Malgré de nombreuses tentatives et de nombreux espoirs, le Temple ne trouvera jamais le financement nécessaire à son édification, mais Landowski ne cessera jamais de créer dans la perspective de ce grand œuvre. C’est ainsi, lorsqu’il achève la figure d’orante agenouillée du Cantique des cantiques qui est peut-être son chef d’œuvre, ou qu’il découvre avec jubilation, en 1946, à soixante-et-onze ans, la ligne de la figure féminine de l’Hymne à l’aurore.
Le Temple restera malheureusement à l’état de belle utopie et cet échec sera douloureusement ressenti par le sculpteur. Mais commandes et fonctions le demandent ailleurs. En 1926, Landowski est entré à l’Institut et dans son atelier défile désormais ce que l’entre-deux- guerres compte de célébrités et dont il laissera une impressionnante série de portraits. Durant l’entre-deux-guerres, les grandes réalisations se sont succédé : Paris, qui lui avait commandé, en 1928, la statue de Sainte Geneviève sur le pont de la Tournelle, lui fera exécuter successivement la statue de Montaigne de la rue des Écoles (1934), les bas-reliefs des Fontaines de la porte de Saint-Cloud (1936), le Tombeau du maréchal Foch.

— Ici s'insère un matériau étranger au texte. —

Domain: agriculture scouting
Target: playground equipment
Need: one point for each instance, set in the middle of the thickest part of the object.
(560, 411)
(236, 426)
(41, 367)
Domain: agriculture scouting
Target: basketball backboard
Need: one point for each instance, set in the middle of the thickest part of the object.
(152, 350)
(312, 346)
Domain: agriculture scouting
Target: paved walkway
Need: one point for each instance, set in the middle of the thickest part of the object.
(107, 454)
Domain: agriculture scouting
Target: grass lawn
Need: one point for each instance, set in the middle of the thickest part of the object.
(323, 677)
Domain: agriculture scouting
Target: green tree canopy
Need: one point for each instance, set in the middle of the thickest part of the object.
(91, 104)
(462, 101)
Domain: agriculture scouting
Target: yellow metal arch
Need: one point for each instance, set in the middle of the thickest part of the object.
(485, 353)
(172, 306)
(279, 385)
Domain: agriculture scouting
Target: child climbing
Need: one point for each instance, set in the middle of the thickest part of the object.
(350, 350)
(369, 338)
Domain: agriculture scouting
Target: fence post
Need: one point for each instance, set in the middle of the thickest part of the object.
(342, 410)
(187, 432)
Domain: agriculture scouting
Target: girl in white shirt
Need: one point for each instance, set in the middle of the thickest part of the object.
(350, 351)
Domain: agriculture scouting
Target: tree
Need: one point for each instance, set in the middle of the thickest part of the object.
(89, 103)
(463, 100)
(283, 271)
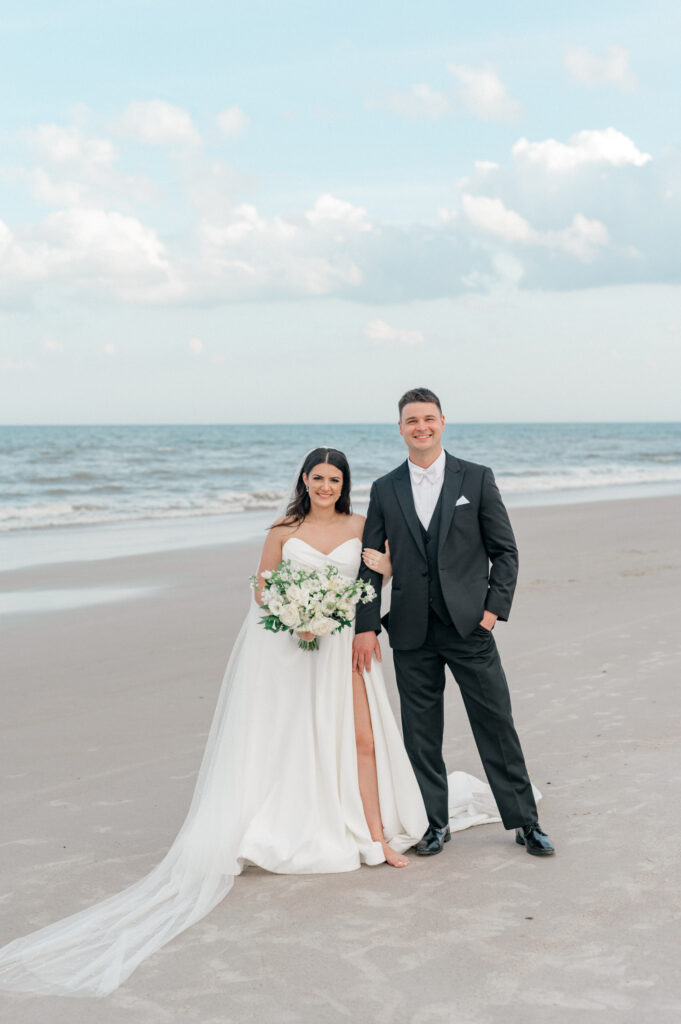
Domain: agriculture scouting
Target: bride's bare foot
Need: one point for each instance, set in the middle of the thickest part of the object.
(392, 857)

Sa réputation est internationale. Après la statue de Sun Yat-Sen pour son mausolée des Monts pourpres près de Nankin qu’il avait sculptée en 1928 à la demande du comité exécutif du Kouo-Min-Tang, il sculpte, à la demande du Brésil et de Silva Costa, chef du projet, le Christ rédempteur, qui est sans doute son œuvre la plus célèbre.
Il occupe des fonctions officielles : nommé directeur de l’Académie de France à Rome (villa Médicis) en 1933, puis directeur de l’École des Beaux-arts en 1937, il y institue l’enseignement simultané des trois arts, mesure qui répond aux besoins contemporains d’une sculpture monumentale. Décision qu’il commente ainsi : « Ce travail fait prendre obligatoirement conscience à l’architecte de sa responsabilité de maître d’œuvre ; il révèle aux peintres et aux sculpteurs que la fantaisie sans frein ne donne pas toujours la plus grande joie créatrice….Tous acquièrent un sentiment élevé de leur interdépendance mutuelle et se préparent aux travaux de grande envergure qui constituent en définitive une des fins les plus importantes, sinon la plus importante des arts plastiques ».

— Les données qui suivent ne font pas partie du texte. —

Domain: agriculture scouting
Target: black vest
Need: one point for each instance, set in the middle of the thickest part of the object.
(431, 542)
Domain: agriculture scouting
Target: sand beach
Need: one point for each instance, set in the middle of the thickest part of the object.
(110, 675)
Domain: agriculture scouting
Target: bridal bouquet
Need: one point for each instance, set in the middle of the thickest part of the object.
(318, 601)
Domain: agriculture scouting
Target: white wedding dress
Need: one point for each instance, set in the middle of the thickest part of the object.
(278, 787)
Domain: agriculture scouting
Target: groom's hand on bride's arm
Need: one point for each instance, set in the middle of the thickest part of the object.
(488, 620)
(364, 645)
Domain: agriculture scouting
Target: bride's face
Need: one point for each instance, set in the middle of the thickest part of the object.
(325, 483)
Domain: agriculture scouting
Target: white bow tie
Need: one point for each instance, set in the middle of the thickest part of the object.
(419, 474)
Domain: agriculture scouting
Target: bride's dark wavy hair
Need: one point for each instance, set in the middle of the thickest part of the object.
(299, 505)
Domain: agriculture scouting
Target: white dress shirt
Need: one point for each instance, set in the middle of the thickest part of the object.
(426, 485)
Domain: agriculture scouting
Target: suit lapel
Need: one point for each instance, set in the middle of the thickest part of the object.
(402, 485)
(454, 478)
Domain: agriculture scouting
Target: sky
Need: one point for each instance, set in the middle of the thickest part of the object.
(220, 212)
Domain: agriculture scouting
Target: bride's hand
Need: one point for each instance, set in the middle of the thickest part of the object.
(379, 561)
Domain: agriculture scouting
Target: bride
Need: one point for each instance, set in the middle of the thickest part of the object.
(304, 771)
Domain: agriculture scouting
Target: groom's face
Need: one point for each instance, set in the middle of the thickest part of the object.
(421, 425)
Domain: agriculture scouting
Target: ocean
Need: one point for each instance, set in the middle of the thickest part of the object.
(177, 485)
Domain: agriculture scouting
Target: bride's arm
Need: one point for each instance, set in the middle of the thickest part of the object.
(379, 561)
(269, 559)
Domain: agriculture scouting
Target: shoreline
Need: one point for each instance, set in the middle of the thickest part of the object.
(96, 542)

En 1941, il participe à un voyage en Allemagne qui lui vaudra, en 1944, de comparaître devant la commission d’épuration de la Société des artistes français. La commission établira que ce voyage avait pour but d’obtenir la libération d’élèves de l’École des Beaux-arts prisonniers et sa culpabilité ne sera pas retenue.

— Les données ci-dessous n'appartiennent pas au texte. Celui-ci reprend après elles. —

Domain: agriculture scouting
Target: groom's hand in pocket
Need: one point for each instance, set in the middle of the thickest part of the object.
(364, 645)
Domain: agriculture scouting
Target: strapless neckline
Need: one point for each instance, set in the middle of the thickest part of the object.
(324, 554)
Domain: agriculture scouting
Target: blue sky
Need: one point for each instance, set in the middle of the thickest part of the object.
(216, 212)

Les quinze dernières années de sa vie se partageront entre quelques grandes œuvres, comme un Michel-Ange tout de puissance, de maturité et de volonté, une Chute d’Icare, la Porte de la nouvelle faculté de médecine de la rue des saints Pères, en 1954, les quatre Danseuses cambodgiennes (1947). Sculpture testament, le Michel-Ange haut de trois mètres incarne tout son rêve de lutte avec la matière.
Il meurt dans sa maison de Boulogne-Billancourt le 31 mars 1961, à l’âge de quatre-vingt cinq ans.